# Enjoying conflict and tension



## Liontiger (Jun 2, 2009)

paperoceans said:


> Conflict gives me an adrenaline rush. I use to manipulate people into having an altercation just for the thrill of it. Of course they were too dumb to realize that I created the current situation out of amusement.


Perhaps that is why INTJs and ENTPs are supposed to be good together. You can create tons of conflict, and we can have fun overcoming it :laughing:


----------



## Kevinaswell (May 6, 2009)

Tension I'm not too fond of.

At all.

It's super hard to enjoy how PERFECTLY AMAZINGLY I ENJOY CONFLICT.....in the midst of an environment you could cut with a butter knife.


----------



## Linesky (Dec 10, 2008)

I like conflict and can enjoy a good game, but dead serious conflict can make me cringe as well sometimes.


----------



## More Tea (Aug 19, 2009)

"Meh" about sums it up for me. I get paid to deal with some pretty bizarre conflicts and tense situations. Since my job gives me plenty of authority to go with all the responsibility, I actually enjoy getting to the roots of things sometimes. It can be amusing to dissect a huge drama and leave the involved parties with egg on their face--or at least stuttering and looking longingly for an exit. But I'm just as happy when I *don't* have to poke through real-life incarnations of the Jerry Springer show. 

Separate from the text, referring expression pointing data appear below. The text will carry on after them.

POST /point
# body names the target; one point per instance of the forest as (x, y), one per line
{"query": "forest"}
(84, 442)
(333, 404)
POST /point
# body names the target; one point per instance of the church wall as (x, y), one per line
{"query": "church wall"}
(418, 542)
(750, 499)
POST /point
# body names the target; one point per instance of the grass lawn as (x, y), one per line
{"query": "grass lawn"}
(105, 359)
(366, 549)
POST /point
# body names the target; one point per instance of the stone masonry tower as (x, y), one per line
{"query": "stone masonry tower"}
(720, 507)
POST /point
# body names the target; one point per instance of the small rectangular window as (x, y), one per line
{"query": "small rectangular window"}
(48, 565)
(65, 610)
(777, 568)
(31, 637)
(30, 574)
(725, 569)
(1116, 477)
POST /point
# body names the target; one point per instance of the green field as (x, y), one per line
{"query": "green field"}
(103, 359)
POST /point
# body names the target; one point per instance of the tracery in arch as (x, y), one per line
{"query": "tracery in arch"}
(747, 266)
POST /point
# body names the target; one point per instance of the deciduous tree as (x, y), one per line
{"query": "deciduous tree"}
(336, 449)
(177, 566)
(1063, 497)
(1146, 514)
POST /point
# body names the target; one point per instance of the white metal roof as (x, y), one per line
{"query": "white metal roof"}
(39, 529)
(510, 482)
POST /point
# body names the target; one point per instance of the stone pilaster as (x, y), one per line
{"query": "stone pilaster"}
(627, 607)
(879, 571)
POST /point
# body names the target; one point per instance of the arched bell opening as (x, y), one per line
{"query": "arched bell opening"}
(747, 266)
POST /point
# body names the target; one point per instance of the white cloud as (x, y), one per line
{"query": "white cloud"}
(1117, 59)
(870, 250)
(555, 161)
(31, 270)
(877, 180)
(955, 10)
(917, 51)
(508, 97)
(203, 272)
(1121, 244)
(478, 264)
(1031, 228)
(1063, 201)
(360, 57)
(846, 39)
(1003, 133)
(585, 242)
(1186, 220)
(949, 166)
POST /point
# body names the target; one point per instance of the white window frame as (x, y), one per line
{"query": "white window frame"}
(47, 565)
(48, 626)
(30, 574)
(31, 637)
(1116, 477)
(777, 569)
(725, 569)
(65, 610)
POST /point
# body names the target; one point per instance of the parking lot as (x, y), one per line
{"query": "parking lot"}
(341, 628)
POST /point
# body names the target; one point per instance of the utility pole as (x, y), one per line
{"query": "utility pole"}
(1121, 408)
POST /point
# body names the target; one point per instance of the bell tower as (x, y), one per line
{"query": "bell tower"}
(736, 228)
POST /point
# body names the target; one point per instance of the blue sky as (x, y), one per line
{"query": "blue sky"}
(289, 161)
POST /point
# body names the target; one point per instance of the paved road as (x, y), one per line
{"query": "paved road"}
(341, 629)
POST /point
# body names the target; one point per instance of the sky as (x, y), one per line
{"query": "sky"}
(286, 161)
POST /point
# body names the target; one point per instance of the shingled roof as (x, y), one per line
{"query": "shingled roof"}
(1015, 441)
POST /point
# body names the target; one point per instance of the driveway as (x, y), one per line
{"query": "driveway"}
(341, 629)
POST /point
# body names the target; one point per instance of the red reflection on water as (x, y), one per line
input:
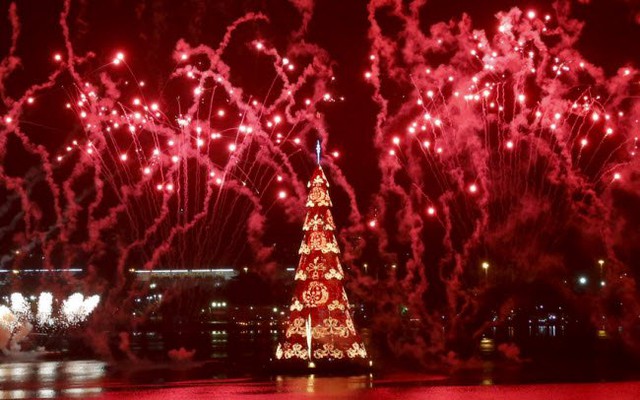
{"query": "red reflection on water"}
(364, 388)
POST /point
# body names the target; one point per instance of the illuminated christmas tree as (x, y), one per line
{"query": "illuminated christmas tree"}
(320, 325)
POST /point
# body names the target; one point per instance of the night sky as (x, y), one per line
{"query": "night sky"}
(454, 133)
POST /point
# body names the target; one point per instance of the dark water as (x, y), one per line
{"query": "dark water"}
(22, 379)
(237, 366)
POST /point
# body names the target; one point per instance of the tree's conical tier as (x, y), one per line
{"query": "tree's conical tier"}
(320, 326)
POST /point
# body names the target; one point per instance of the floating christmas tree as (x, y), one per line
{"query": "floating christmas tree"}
(320, 325)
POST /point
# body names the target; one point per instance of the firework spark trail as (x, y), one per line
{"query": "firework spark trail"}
(513, 88)
(501, 143)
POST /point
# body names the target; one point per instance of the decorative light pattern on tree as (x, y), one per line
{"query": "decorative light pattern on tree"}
(320, 325)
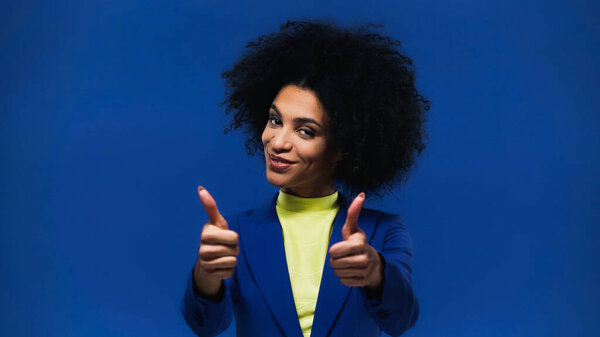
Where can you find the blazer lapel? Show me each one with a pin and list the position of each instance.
(263, 245)
(333, 294)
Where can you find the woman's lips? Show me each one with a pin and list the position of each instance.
(278, 166)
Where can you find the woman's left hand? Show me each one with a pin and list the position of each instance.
(353, 260)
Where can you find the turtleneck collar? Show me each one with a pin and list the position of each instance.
(294, 203)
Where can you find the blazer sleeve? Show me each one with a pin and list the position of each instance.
(397, 309)
(207, 317)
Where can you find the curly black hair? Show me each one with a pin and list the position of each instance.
(365, 84)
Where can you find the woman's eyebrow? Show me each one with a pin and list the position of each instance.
(299, 120)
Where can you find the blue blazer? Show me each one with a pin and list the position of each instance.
(260, 294)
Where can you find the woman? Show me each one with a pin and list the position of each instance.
(330, 109)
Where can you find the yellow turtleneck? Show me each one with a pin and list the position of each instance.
(306, 224)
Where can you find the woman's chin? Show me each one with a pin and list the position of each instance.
(275, 181)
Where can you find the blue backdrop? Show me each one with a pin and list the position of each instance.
(109, 121)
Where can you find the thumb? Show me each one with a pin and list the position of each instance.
(351, 224)
(210, 205)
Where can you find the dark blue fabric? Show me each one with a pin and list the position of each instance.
(260, 294)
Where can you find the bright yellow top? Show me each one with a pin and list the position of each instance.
(306, 224)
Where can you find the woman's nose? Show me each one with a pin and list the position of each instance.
(280, 141)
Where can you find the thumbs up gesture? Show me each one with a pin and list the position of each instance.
(353, 260)
(217, 256)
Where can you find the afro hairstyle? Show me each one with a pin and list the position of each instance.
(366, 86)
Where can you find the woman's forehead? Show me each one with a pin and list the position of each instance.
(295, 102)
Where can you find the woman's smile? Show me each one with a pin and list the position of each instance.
(279, 164)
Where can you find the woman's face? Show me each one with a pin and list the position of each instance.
(297, 145)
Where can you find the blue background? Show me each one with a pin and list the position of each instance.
(109, 121)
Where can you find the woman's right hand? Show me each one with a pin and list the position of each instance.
(217, 256)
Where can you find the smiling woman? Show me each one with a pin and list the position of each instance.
(299, 155)
(331, 109)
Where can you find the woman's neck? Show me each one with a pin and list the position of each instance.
(309, 194)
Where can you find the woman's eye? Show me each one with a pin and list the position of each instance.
(274, 120)
(306, 132)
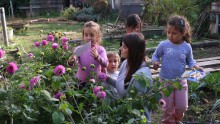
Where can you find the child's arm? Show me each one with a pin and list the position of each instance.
(156, 56)
(100, 57)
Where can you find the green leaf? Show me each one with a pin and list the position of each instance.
(136, 112)
(177, 85)
(131, 121)
(54, 99)
(46, 94)
(58, 117)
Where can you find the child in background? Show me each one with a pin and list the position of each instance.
(113, 63)
(176, 53)
(133, 24)
(95, 55)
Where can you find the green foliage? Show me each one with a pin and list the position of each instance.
(86, 14)
(159, 11)
(69, 13)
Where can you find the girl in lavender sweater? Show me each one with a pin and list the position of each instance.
(96, 54)
(175, 53)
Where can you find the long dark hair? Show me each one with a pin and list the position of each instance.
(133, 21)
(135, 42)
(182, 25)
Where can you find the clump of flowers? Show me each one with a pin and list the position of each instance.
(92, 66)
(64, 41)
(37, 44)
(22, 86)
(34, 81)
(58, 95)
(2, 53)
(55, 45)
(50, 38)
(92, 80)
(65, 47)
(31, 55)
(11, 68)
(59, 70)
(44, 42)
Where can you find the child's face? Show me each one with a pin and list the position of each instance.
(113, 64)
(90, 35)
(124, 51)
(174, 35)
(135, 29)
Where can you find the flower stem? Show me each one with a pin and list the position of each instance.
(68, 87)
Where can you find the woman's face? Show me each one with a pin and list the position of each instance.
(89, 35)
(124, 51)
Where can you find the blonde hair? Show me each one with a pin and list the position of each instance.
(114, 54)
(182, 25)
(95, 29)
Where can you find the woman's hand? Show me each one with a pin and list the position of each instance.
(94, 53)
(156, 65)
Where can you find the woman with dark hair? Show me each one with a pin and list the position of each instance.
(133, 51)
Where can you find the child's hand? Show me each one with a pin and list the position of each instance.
(156, 65)
(94, 53)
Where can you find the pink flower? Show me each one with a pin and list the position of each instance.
(44, 42)
(58, 95)
(50, 38)
(2, 53)
(37, 44)
(11, 68)
(31, 55)
(64, 41)
(59, 70)
(162, 103)
(34, 81)
(22, 86)
(55, 45)
(92, 80)
(96, 89)
(101, 94)
(65, 47)
(102, 77)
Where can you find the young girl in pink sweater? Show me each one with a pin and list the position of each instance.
(96, 54)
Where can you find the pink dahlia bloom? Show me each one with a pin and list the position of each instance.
(22, 86)
(65, 47)
(34, 81)
(102, 77)
(11, 68)
(2, 53)
(44, 42)
(96, 89)
(64, 41)
(58, 95)
(162, 103)
(101, 94)
(50, 38)
(31, 55)
(92, 80)
(59, 70)
(55, 45)
(37, 44)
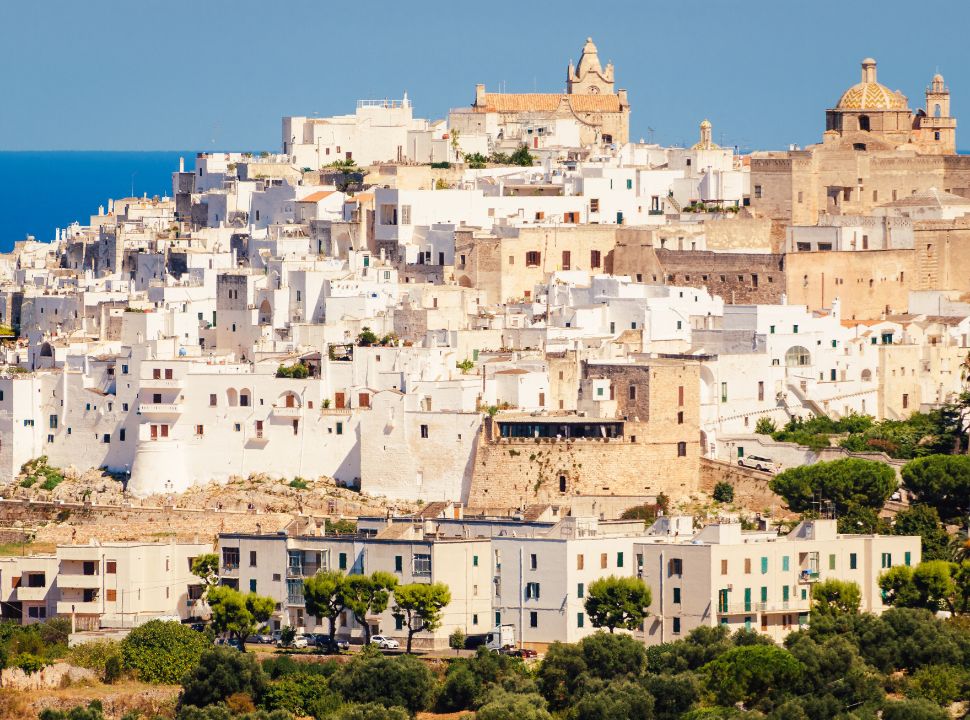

So, no, conflict and tension do not particularly excite me. I actively seek to avoid both in my personal life, as a matter of fact.


----------



## Rourk (Feb 17, 2009)

I can't stand it and I think the people who go around trying to start things are just kidding themselves about some defect they haven't fixed. "I'm so big and bad." "I'm so smart" "I'm right" I hate all of you. Just kidding.


----------



## Linesky (Dec 10, 2008)

I forgot to mention I do not enjoy serious tension. It is tiring, esp if it lasts relatively long. I'd rather get it out and done.  Or undergo a change. (You get the pic.) Preferably in a good setting/towards a more positive direction.

However, small tension in little debates is very innocent. It's the personal stuff that's more heavy, when it is around.


----------



## SinnersPride (Aug 11, 2009)

Eh, everyone has different connotations for the words 'tension' and 'conflict'. I seriously dislike 'tension', the kind where your dealing with an unstable personality who is likely to take every word you say to be a personal attack, yet there is absolutely NOTHING better than a good impassioned debate, where each person is seriously dedicated to their point of view, yet is honestly willing to try and see the other side... roud: ahhh, I need a cigarette.


----------



## HollyGolightly (Aug 8, 2009)

I sometimes like debate but not a full blown argument. People just get hurt.


----------



## Munchies (Jun 22, 2009)

HollyGolightly said:


> I sometimes like debate but not a full blown argument. People just get hurt.


lol thats why this is in the NT section


----------



## Liontiger (Jun 2, 2009)

Heated debate between other people makes me squirmy and uncomfortable. :blushed: I think it has something to do with my 9, though. Debates that include me, however, are good fun.


----------